Acute otitis media (AOM) is a common infection involving inflammation of the middle ear, the space located behind the eardrum. AOM typically presents with a rapid onset of symptoms like ear pain and sometimes fever. Although antibiotics are frequently prescribed, they are not required for every case. The decision to use an antibiotic depends on clinical factors that determine the underlying cause and severity of the infection.
Determining When Antibiotics Are Necessary
Not all ear infections are caused by bacteria; many are viral, and antibiotics are ineffective against viruses. Unnecessary antibiotic use exposes the patient to side effects and contributes to antibiotic resistance. For children aged two years and older with mild symptoms, or children 6 to 23 months with mild, unilateral AOM, a strategy called “watchful waiting” may be used.
Watchful Waiting
Watchful waiting involves observing the patient for 48 to 72 hours without starting antibiotics, as many infections resolve spontaneously. If symptoms worsen or do not improve within this period, an antibiotic prescription is then filled. Antibiotics are generally prescribed immediately for infants under six months of age, or for any patient with severe symptoms, such as a high fever (102.2°F or greater) or moderate to severe ear pain.

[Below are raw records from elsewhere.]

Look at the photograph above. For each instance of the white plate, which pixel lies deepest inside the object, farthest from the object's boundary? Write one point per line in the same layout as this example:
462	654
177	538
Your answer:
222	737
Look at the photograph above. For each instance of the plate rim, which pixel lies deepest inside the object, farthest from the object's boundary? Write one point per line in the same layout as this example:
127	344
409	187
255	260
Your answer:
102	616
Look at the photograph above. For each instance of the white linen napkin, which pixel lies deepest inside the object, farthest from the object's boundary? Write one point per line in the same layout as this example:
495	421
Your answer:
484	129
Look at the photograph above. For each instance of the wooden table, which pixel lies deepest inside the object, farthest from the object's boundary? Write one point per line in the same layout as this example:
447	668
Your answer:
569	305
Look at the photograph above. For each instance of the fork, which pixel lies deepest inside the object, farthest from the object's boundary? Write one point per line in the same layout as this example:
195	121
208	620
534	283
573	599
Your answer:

Standard First-Line Treatments
When a bacterial cause is suspected or the infection is severe, the first-line treatment is typically high-dose amoxicillin. This drug is favored because it is highly effective against Streptococcus pneumoniae, a common bacterial cause of AOM. Amoxicillin is well-tolerated, has a favorable safety profile, and achieves high concentrations in the middle ear fluid. The dosage is typically 80 to 90 milligrams per kilogram per day to overcome potential intermediate resistance.
Amoxicillin-Clavulanate
If a patient was recently treated with amoxicillin (within the past 30 days) or has concurrent purulent conjunctivitis, amoxicillin-clavulanate is often selected. The clavulanate component protects the amoxicillin from being broken down by beta-lactamase enzymes produced by pathogens like Haemophilus influenzae and Moraxella catarrhalis. Treatment duration varies by age and severity. A 10-day course is recommended for children under two years old or those with severe symptoms, while children aged two and older with non-severe infections may receive a shorter course of 5 to 7 days.
Alternative Options and Treatment Completion
Patients with a documented penicillin allergy require alternative antibiotic options based on the severity of the reaction. For those with a non-severe allergy, cephalosporins such as cefdinir or cefuroxime are often considered. These drugs are structurally different from penicillin, meaning the risk of cross-reactivity is low. If the patient has a severe, immediate-type penicillin allergy, macrolides such as azithromycin may be prescribed instead.
Treatment Failure and Completion
If the first-line antibiotic treatment does not lead to improvement within 48 to 72 hours, the patient must be re-evaluated. Treatment failure may indicate the bacteria were resistant to the chosen drug or that the infection is caused by an organism not covered by the initial choice. In such cases, the provider may switch to a broader-spectrum agent, such as high-dose amoxicillin-clavulanate, or a different class of antibiotic. It is important to complete the entire course of the prescribed antibiotic, even if symptoms disappear quickly. Stopping treatment early can lead to recurrence and promotes the survival of resistant bacteria, making future infections harder to treat.